Olivier Grégoire
Olivier Grégoire

Reputation: 35407

How to improve Guice performance at startup

Ok, I know my computations are not objective and so on, but anyway, I hate to wait so much time when performing my unit-tests:

My guice swing application takes about 7 seconds to initialize. It's a simple IRC client. At that moment, no connection are open, I even haven't called any java.io or java.net classes yet. I've tried to narrow down what exactly is wrong and I get that 5.8 seconds (average) are used by Guice in order to create the injector with the 2 modules I'm using (one normal module and one built with FactoryModuleBuilder, installed within the original module).
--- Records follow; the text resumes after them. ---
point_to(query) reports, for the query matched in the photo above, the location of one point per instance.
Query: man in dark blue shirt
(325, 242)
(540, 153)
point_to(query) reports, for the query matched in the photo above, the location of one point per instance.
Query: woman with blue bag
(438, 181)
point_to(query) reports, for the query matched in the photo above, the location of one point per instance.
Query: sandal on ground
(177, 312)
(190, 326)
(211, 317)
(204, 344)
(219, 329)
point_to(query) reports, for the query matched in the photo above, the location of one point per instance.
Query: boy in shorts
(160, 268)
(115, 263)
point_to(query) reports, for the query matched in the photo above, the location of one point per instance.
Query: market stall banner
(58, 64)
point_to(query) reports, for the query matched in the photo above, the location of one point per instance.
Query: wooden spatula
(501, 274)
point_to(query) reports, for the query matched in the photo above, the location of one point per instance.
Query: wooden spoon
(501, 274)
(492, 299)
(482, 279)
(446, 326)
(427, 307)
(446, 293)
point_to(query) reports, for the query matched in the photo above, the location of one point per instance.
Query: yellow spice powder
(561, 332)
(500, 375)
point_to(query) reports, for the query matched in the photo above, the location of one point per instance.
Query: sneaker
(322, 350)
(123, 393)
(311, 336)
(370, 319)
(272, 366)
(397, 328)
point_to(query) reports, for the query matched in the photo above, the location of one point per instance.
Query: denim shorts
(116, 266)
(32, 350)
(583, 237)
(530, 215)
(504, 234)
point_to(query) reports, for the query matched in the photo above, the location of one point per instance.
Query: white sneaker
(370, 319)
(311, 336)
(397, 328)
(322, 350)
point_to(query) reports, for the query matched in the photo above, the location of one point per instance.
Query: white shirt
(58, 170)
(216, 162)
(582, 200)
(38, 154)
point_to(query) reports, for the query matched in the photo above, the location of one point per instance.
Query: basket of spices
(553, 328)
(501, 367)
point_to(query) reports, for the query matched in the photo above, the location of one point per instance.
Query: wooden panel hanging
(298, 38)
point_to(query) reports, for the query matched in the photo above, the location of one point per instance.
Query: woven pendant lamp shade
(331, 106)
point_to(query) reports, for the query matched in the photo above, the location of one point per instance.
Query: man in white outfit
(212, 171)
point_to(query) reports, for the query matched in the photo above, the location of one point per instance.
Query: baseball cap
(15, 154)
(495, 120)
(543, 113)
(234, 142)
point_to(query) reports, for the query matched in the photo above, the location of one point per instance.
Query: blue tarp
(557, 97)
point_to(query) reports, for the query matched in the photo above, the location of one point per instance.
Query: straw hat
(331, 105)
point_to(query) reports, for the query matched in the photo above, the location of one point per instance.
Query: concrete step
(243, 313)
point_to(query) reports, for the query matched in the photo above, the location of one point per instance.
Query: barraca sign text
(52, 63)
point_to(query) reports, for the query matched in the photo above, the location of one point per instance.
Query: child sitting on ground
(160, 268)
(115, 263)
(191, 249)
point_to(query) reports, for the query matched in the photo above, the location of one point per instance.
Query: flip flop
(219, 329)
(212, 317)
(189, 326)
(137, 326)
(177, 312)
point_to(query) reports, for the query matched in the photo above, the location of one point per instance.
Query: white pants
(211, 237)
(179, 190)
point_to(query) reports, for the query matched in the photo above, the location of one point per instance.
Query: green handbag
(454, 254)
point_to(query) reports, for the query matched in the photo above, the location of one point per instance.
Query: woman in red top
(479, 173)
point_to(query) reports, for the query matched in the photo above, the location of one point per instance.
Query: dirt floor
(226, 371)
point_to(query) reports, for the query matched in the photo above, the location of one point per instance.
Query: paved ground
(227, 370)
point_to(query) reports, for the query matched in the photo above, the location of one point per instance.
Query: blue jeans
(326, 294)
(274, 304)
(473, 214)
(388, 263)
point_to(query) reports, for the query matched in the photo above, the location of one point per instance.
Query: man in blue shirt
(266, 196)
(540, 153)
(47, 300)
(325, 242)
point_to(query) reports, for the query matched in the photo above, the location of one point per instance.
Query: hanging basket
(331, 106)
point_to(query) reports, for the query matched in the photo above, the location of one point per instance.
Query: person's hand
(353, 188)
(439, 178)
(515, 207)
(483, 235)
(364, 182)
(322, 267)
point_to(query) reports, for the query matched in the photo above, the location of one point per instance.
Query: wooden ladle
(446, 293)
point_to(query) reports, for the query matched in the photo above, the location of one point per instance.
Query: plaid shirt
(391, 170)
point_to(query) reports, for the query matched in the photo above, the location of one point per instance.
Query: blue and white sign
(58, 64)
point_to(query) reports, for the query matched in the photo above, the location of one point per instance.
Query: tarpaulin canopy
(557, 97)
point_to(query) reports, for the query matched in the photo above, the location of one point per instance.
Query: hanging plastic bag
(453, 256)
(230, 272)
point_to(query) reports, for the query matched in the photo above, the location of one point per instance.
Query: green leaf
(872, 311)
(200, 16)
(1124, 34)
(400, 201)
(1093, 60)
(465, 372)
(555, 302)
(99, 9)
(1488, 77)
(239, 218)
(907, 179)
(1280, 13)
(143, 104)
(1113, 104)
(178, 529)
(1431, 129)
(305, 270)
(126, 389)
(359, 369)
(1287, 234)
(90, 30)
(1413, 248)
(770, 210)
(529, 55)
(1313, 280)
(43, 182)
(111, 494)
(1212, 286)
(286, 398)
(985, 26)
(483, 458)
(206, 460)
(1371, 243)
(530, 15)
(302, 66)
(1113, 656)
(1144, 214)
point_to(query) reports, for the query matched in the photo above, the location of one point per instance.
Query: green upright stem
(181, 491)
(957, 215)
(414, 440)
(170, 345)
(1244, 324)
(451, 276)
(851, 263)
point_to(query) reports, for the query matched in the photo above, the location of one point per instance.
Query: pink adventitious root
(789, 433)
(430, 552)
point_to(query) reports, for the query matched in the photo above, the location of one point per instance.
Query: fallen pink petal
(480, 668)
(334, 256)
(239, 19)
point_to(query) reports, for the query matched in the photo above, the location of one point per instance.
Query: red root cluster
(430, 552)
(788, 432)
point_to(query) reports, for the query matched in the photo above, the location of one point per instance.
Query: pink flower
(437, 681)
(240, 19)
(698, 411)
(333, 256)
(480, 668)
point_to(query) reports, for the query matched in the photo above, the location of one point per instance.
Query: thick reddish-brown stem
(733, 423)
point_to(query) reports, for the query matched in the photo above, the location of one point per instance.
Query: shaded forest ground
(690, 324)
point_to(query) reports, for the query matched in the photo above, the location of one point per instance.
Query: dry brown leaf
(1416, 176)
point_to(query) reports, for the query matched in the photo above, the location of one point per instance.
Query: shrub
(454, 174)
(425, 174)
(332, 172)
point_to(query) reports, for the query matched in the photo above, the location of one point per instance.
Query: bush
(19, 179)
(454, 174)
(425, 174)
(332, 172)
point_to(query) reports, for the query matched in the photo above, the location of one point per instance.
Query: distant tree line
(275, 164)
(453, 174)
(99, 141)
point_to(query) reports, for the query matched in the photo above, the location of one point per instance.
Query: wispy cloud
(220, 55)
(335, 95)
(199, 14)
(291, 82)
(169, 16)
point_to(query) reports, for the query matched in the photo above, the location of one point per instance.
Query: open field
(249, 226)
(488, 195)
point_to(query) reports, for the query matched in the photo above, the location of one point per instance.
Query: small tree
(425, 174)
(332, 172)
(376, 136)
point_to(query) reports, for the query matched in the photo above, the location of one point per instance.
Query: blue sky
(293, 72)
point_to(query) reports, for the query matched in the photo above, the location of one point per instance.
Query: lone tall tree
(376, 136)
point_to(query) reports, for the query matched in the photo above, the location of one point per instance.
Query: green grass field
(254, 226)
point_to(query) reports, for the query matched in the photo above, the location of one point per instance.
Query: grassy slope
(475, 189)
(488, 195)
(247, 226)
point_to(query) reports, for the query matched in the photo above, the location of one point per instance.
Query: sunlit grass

When I remove all modules (so basically calling only and exactly Guice.createInjector()), it still takes 3.5 seconds.

The version of Guice I use is the 3.0 rc2. My computer is certainly not the latest, but it is still not older than 3 years.

So how can I improve Guice's performance, if possible?


For reference, here's the main method I'm using, causing the 3.5 seconds. Subsequent calls take 0.01 second

public static void main(String[] args) {

    long t = System.currentTimeMillis();
    Injector injector = Guice.createInjector();
    long t1 = System.currentTimeMillis();
    System.out.println(((t1 - t)) / 1000.0);
}

And the result

3.578

Upvotes: 6

Views: 2970

Answers (1)

ColinD
ColinD

Reputation: 110036

  • You shouldn't need to use Guice in unit tests. If you do need to use it, they probably aren't really unit tests (which test things in isolation) or you aren't using Guice correctly or both.
  • Guice definitely shouldn't be taking any number of seconds to start up unless there's something in your code causing something weird. On my machine (with 3.0 rc2) it takes a little over 100ms to create an Injector with Guice.createInjector() and no modules.